Maungatapere has been a vital cog in the development of Northland, and New Zealand.  People of the entire district should be proud of the contributions made by its early residents.  Not many small settlements have taken on the Government twice, over the irrigation scheme and the proposed prison, and won!  Yet the district showed great compassion to the thousands of NZ and USA troops, billeted in the 13 camps and one hospital in the district, while preparing to re-enter battlefields in World War 2.

We believe understanding the past is vital to understanding the present and by learning of our past we are able to establish our identify, and understand the identity of the Community we live in.  So our grandchildren and great grandchildren will be better equipped to understand the way we were, the hardships we experienced, the customs we hold, the traditions we keep, and why we believe things we do.

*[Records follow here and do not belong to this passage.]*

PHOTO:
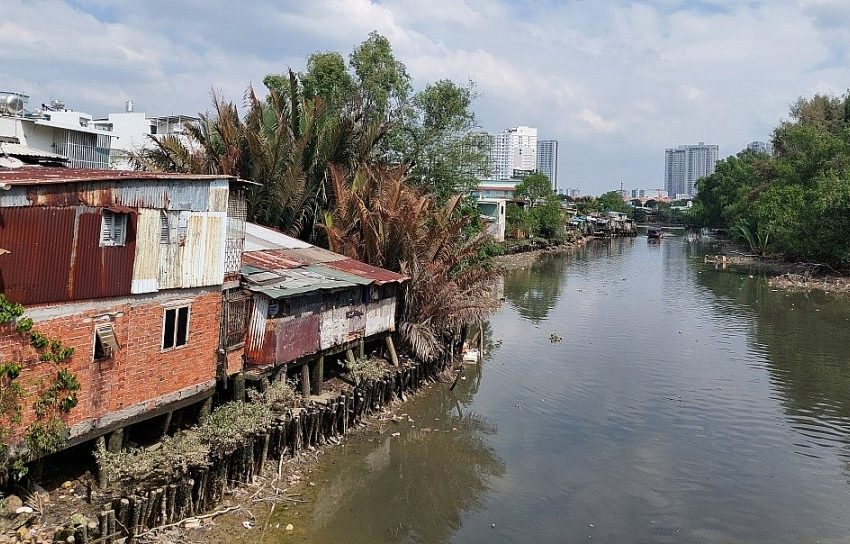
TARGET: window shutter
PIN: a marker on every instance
(119, 228)
(164, 228)
(106, 228)
(106, 333)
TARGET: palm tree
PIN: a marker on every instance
(380, 219)
(285, 143)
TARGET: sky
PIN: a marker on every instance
(614, 81)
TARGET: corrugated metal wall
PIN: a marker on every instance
(53, 234)
(55, 255)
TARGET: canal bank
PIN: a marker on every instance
(682, 404)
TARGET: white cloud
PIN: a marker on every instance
(637, 76)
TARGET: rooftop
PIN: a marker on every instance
(280, 266)
(54, 176)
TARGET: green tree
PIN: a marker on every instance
(612, 201)
(547, 218)
(327, 78)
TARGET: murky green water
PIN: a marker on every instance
(682, 405)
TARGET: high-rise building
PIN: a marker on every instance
(513, 149)
(761, 147)
(684, 165)
(547, 160)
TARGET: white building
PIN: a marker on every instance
(54, 130)
(686, 164)
(547, 160)
(133, 130)
(513, 149)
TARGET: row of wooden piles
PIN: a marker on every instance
(290, 434)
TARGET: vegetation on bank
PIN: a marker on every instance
(51, 401)
(795, 202)
(348, 152)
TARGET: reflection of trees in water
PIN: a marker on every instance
(806, 350)
(416, 487)
(534, 290)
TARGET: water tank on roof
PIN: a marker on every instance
(11, 103)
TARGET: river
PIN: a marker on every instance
(681, 404)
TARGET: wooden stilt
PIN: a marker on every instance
(391, 348)
(305, 379)
(317, 375)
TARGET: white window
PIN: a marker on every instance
(175, 327)
(105, 343)
(113, 229)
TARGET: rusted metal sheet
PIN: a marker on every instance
(378, 275)
(258, 238)
(39, 242)
(48, 176)
(296, 337)
(343, 320)
(313, 255)
(146, 262)
(100, 271)
(380, 316)
(271, 259)
(256, 334)
(203, 249)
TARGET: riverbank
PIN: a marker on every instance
(792, 276)
(185, 480)
(522, 259)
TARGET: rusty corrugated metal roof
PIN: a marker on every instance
(270, 259)
(357, 268)
(52, 176)
(287, 266)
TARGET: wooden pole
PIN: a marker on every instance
(317, 377)
(391, 348)
(305, 379)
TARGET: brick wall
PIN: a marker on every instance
(140, 371)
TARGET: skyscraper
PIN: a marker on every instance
(547, 160)
(761, 147)
(684, 165)
(513, 149)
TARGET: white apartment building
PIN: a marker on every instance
(52, 131)
(133, 130)
(547, 160)
(761, 147)
(686, 164)
(513, 149)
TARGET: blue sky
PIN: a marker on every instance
(614, 81)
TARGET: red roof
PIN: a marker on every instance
(378, 275)
(49, 176)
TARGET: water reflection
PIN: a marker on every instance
(417, 486)
(804, 340)
(534, 290)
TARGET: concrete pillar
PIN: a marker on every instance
(239, 387)
(206, 408)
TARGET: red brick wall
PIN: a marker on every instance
(140, 371)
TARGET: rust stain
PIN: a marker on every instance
(39, 241)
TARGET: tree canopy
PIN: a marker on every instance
(796, 201)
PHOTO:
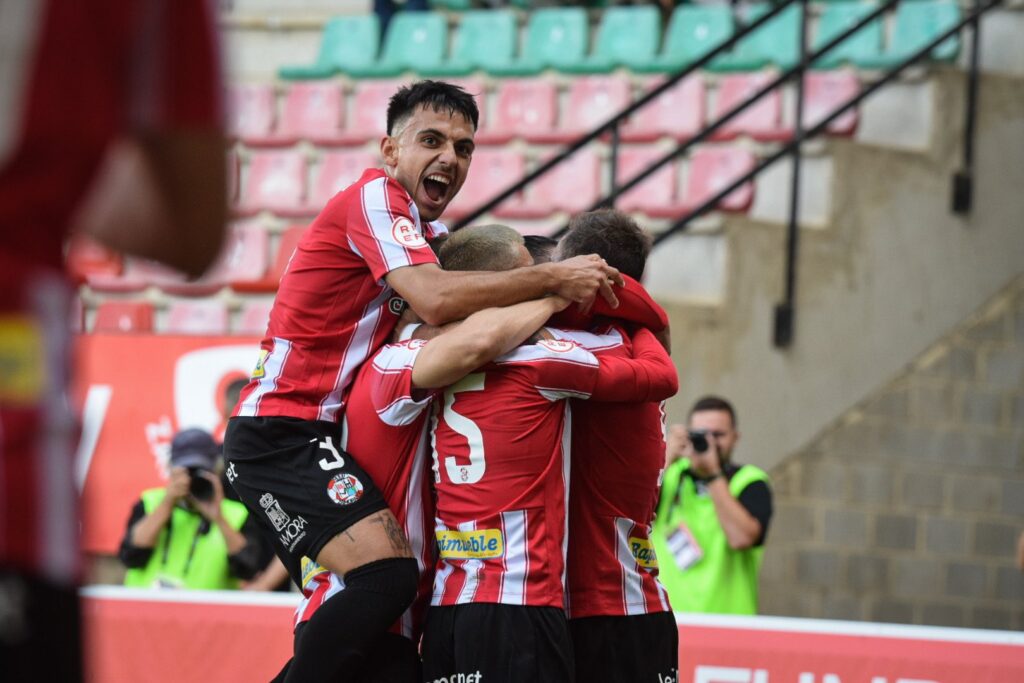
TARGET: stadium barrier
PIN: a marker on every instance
(138, 635)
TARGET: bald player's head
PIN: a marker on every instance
(484, 248)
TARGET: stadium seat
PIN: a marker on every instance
(837, 17)
(693, 32)
(486, 39)
(197, 317)
(123, 316)
(776, 42)
(254, 316)
(493, 171)
(679, 113)
(251, 112)
(369, 120)
(656, 196)
(916, 25)
(572, 185)
(276, 181)
(523, 107)
(762, 121)
(713, 169)
(592, 100)
(555, 37)
(268, 283)
(628, 36)
(415, 40)
(348, 41)
(337, 171)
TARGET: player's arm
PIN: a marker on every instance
(648, 376)
(441, 296)
(479, 339)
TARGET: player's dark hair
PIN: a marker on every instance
(481, 248)
(540, 247)
(437, 95)
(715, 403)
(611, 235)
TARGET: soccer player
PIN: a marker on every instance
(337, 303)
(500, 437)
(110, 113)
(620, 617)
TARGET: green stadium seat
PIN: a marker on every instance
(776, 42)
(693, 32)
(916, 25)
(486, 39)
(865, 44)
(555, 38)
(415, 40)
(628, 36)
(348, 41)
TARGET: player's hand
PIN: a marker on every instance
(210, 509)
(581, 279)
(177, 485)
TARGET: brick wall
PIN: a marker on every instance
(908, 509)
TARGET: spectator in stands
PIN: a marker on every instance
(186, 535)
(712, 517)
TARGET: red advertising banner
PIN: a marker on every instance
(135, 392)
(133, 635)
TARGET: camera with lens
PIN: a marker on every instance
(199, 486)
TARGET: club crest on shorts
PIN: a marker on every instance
(407, 233)
(344, 489)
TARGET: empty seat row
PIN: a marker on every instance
(628, 37)
(529, 109)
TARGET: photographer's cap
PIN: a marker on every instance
(195, 447)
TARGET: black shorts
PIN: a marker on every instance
(297, 482)
(494, 643)
(643, 648)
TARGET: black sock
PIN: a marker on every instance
(342, 631)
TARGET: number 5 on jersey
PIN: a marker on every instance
(460, 424)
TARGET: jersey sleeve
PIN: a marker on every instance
(649, 375)
(392, 394)
(383, 231)
(174, 74)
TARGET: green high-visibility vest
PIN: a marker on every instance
(723, 581)
(207, 567)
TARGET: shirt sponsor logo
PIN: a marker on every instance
(407, 233)
(344, 489)
(480, 544)
(643, 553)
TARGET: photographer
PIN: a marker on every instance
(186, 535)
(712, 517)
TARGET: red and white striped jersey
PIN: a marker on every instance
(74, 78)
(334, 308)
(617, 461)
(385, 430)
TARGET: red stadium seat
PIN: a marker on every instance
(254, 316)
(524, 107)
(712, 169)
(268, 283)
(679, 113)
(123, 316)
(338, 170)
(251, 112)
(761, 121)
(493, 171)
(276, 181)
(369, 119)
(197, 317)
(593, 99)
(657, 195)
(572, 185)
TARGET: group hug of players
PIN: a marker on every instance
(455, 443)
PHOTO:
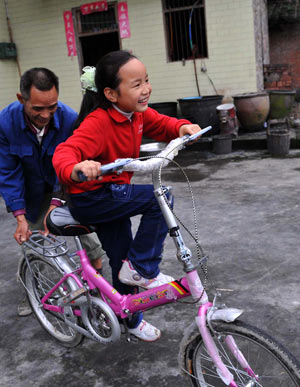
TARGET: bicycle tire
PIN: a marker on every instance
(273, 364)
(45, 276)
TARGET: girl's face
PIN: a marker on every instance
(134, 89)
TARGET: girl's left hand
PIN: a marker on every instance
(188, 129)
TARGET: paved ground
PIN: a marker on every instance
(249, 224)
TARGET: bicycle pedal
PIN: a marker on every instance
(67, 299)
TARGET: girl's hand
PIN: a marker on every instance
(90, 168)
(188, 129)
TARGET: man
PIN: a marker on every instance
(30, 130)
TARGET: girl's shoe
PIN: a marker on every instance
(145, 332)
(129, 276)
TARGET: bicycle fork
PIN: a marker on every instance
(227, 315)
(184, 255)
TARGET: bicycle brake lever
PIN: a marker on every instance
(188, 138)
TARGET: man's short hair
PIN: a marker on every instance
(39, 77)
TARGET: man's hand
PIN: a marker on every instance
(22, 233)
(90, 168)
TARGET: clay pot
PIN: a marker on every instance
(281, 102)
(252, 110)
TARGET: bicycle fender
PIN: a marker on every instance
(227, 314)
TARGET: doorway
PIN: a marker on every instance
(95, 46)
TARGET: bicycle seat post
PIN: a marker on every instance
(78, 243)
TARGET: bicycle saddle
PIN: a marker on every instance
(61, 222)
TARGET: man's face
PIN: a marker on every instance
(41, 106)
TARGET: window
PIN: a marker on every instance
(97, 34)
(185, 29)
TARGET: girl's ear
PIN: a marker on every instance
(110, 94)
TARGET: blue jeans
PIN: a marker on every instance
(111, 208)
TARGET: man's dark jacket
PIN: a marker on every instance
(26, 171)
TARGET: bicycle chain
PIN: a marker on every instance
(199, 251)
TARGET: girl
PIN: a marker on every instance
(114, 115)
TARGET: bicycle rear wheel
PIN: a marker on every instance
(272, 364)
(45, 276)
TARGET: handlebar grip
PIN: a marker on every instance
(107, 169)
(81, 176)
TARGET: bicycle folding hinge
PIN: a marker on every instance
(71, 297)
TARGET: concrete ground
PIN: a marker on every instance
(247, 205)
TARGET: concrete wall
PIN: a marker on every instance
(9, 78)
(38, 31)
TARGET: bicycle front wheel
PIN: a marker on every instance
(271, 363)
(39, 281)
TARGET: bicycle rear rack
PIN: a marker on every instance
(47, 246)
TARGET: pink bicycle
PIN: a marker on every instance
(72, 300)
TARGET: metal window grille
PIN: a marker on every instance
(98, 22)
(185, 29)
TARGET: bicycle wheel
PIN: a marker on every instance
(45, 276)
(272, 364)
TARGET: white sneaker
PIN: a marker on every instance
(129, 276)
(145, 332)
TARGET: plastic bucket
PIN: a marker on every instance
(167, 108)
(202, 111)
(228, 119)
(278, 142)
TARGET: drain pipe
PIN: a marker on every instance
(11, 36)
(192, 47)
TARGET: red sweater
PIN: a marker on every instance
(105, 136)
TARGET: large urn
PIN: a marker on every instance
(252, 110)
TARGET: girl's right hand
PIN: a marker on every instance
(90, 168)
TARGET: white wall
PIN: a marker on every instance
(38, 31)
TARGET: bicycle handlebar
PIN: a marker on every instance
(161, 159)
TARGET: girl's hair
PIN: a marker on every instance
(107, 71)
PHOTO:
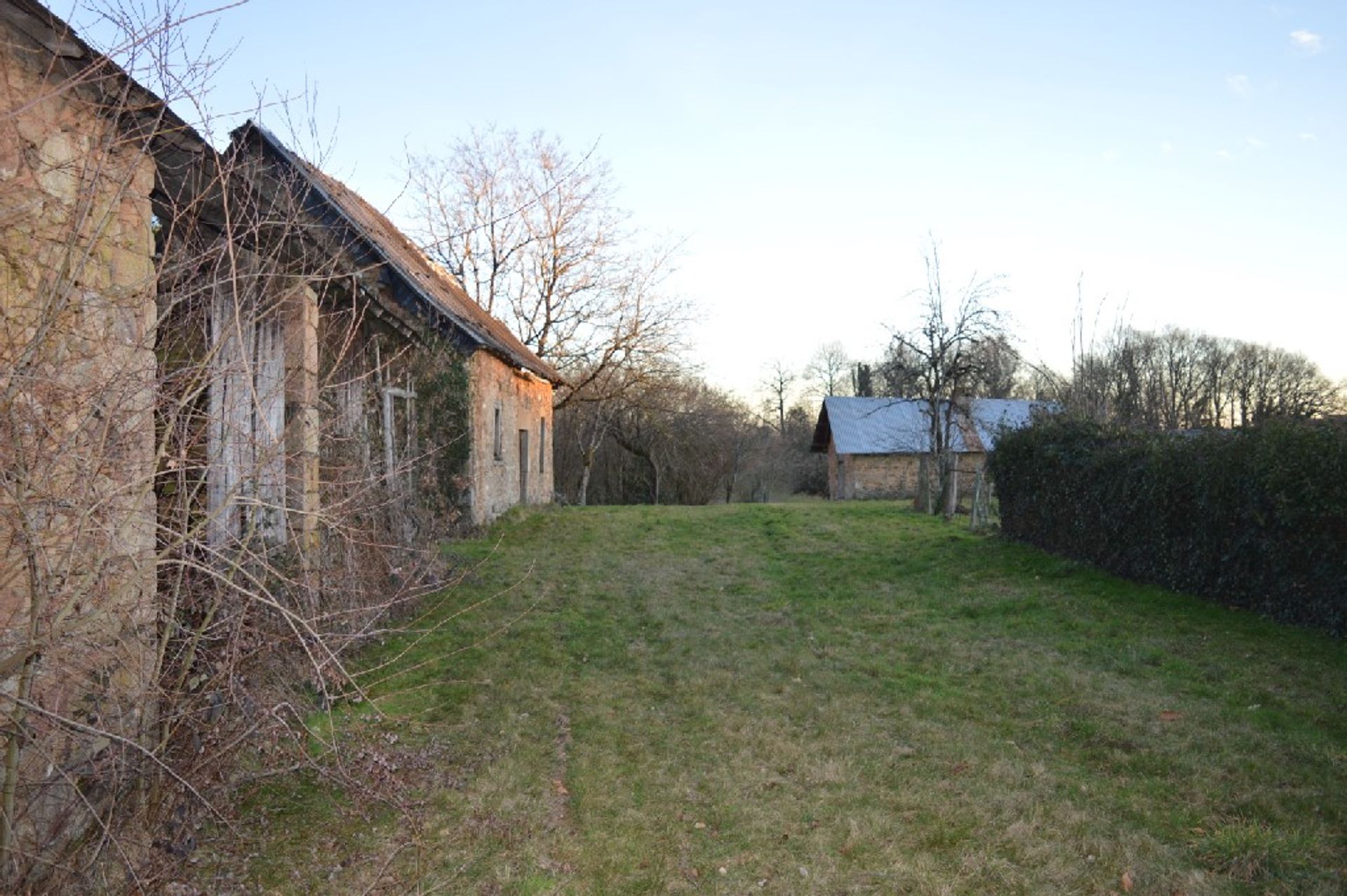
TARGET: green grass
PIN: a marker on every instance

The Walton Story is a stunning reminder of past interaction with Maori, and the courage, leadership, ingenuity, entrepreneurship and enterprize of this man.  His influence extended far beyond Maungatapere, stretching from the Kaipara to Whangarei Harbours, to Hikurangi, Kamo and Whau Valley coal fields.  He held government office in Auckland and Wellington, and he was a foundation member and director of a leading bank.  He created a watershed in our history, and his actions led to a far better appreciation of the Maori.  He deserves much higher recognition in NZ history.  Chief Te Tirarau was a similarly commanding figure.

And those living among the volcanic mountains of Maunu, Maungatapere and Whatitiri, on some of the most fertile and valuable soils of New Zealand may well hold a large share of the economic future of Northland in their hands.

Meantime we hope, after reading this book, you gather a better understanding and appreciation of the often dangerous and unpleasant endeavors of so many who made their contributions to make the district what it is today.